Relatives of virus dead question Japan's stay-at-home policy

The owner of a small restaurant on the island of Okinawa told a few friends he had the coronaviruses. Police went to his home and found him dead in his bed after he didn't answer his phone for three days.

He was one of hundreds of people who have died because of the policy of having some COVID-19 patients "recuperate" at home.

In Japan, people with the virus have been denied hospital care because of the country's affordable and accessible health care system.

The sister and daughter of a man who died at home of COVID-19 have started an online support group for grieving relatives.

The government of Japan has drawn up a road map to improve its response to the swine flu. The plan adopted Nov. 12 aims to have more beds for patients by the end of the month.

More than 231,000 coronavirus patients needed hospitalization in late August, according to government data. Many had to recuperate at home.

The Prime Minister promised to have health care workers visit COVID-19 patients at home.

The country with the largest number of beds per capita is a factor in the changes. The resignation of Yoshihide Suga was due to widespread discontent with the government's response to the swine flu.

In a conformist society like Japan, speaking up takes courage and class action lawsuits are rare. Kaori Takada, Takeuchi's sister, and others in her group believe that their loved ones were denied the medical care they deserved.

She said she had to raise her voice.

She is not sure what to do. Thousands are following the group's account and others have come forward with similar painful stories.

Takada, who lives in Osaka and runs a small nursery in her home, was Takeuchi's only remaining relative. He did not tell her that he was alone at home when they spoke on the phone before he was diagnosed. He didn't want word to get out because of the widespread fear in Japan.

Takada said that he was a gentle man.

She said in a telephone interview that they are trying to heal, sharing how people have been treated so cruelly, and perhaps helping each other take that first step forward.

The local public health bureaus in Japan were unable to find hospitals that would admit COVID-19 patients. In some cases, ambulances were moved from hospital to hospital.

The calls to set up big field hospitals went unheeded.

Hospitals in New York were quickly converted to accommodate more patients. A Navy medical ship was turned into a makeshift hospital. There were more than 1,600 new hospitalizations a day during the peak of the outbreak.

In August of this year, when infections in Japan surged with the spread of the delta variant, Japan's hospital systems were quickly declared "stretched thin" even though it has had far fewer COVID-19 cases than the U.S., Europe and some other Asian and South American countries More than 134,000 people were sick with the virus at home in early September.

In a population of 126 million, 18,000 Japanese have died of COVID-19-related deaths. The National Police Agency tracks deaths, but no one knows how many people have died at home since March 2020.

The head of the Japan Community Health Care Organization, or JCHO, has urged the government to set up emergency field hospitals in order to avoid deaths from the coronaviruses.

Japan's health care system is dominated by small, private hospitals and clinics, and few inpatient facilities are equipped to handle infectious diseases. Many beds are occupied by people with mental illnesses, and there are few doctors, intensive care specialists and nurses.

In some places, local authorities arranged for such hospitals to accept patients who were no longer infectious after they were treated at larger hospitals.

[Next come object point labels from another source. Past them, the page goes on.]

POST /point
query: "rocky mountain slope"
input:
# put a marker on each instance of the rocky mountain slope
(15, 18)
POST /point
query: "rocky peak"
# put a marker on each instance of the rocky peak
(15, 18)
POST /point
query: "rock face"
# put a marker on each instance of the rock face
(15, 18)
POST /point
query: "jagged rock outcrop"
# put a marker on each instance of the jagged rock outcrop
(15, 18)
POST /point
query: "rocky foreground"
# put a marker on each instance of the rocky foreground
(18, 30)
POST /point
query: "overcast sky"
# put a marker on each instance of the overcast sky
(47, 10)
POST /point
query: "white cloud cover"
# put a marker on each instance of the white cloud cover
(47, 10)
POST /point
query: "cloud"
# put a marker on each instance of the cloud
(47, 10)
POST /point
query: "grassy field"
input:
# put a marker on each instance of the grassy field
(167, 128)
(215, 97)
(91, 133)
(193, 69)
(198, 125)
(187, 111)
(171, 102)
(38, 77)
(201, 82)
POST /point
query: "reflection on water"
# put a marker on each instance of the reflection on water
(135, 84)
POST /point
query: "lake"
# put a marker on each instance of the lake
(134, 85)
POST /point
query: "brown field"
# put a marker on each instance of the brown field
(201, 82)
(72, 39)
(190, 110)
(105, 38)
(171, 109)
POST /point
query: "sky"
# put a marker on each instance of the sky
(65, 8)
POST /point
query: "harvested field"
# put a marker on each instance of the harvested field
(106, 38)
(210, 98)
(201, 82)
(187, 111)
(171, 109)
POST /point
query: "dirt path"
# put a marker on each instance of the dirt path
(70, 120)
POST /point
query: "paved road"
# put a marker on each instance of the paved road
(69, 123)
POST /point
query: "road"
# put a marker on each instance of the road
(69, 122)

The beds available for critical care were outnumbered by caseloads.

The JCHO has 57 hospitals in Japan. All are subsidized by taxpayers. The Health Ministry said it would give up to $100,000 per bed for COVID-19 patients.

JCHO said in October that it had prepared

JCHO didn't comment on the call for more beds.

A critical care physician at Nagoya University believes hospital care needs to be restructured to focus on seriously ill patients in designated facilities, instead of spreading them across small hospitals that each have a handful of ICU beds.

He said that resources were mishandled, including the hospitalizations of people who didn't need it. He said that public health bureaus are not suited to begatekeepers of COVID-19 care.

Even if Japan manages to ride out the current outbreak, it will be unprepared for the next one because of the deep problems in the decades-old system.

No other nation turned away patients like this. The idea of doctors not seeing patients should not be raised. If you are a doctor, you have to take care of the sick.

Japan has not done anything. He said there had been no leadership.

The time to act is now, before another wave of coronaviruses hits, said Dr. Kenji Shibuya, research director at the Tokyo Foundation for Policy Research.

Even though they knew it was coming, they didn't act. He said that it was about lack of commitment, lack of will, and lack of passion.

In August, Yuko Nishizato, co- founder of Takada's group, pleaded with hospitals to admit her father. He died after testing positive for COVID-19 without ever getting treatment.

He called the public health center multiple times before he died. It's hard to know that all he got was recordings.

I wanted him to see his children. Nishizato said he wanted him to see a more grown up him. I don't understand why so many people have suffered the same way.

The person said, "

Follow AP's coverage of the coronaviruses.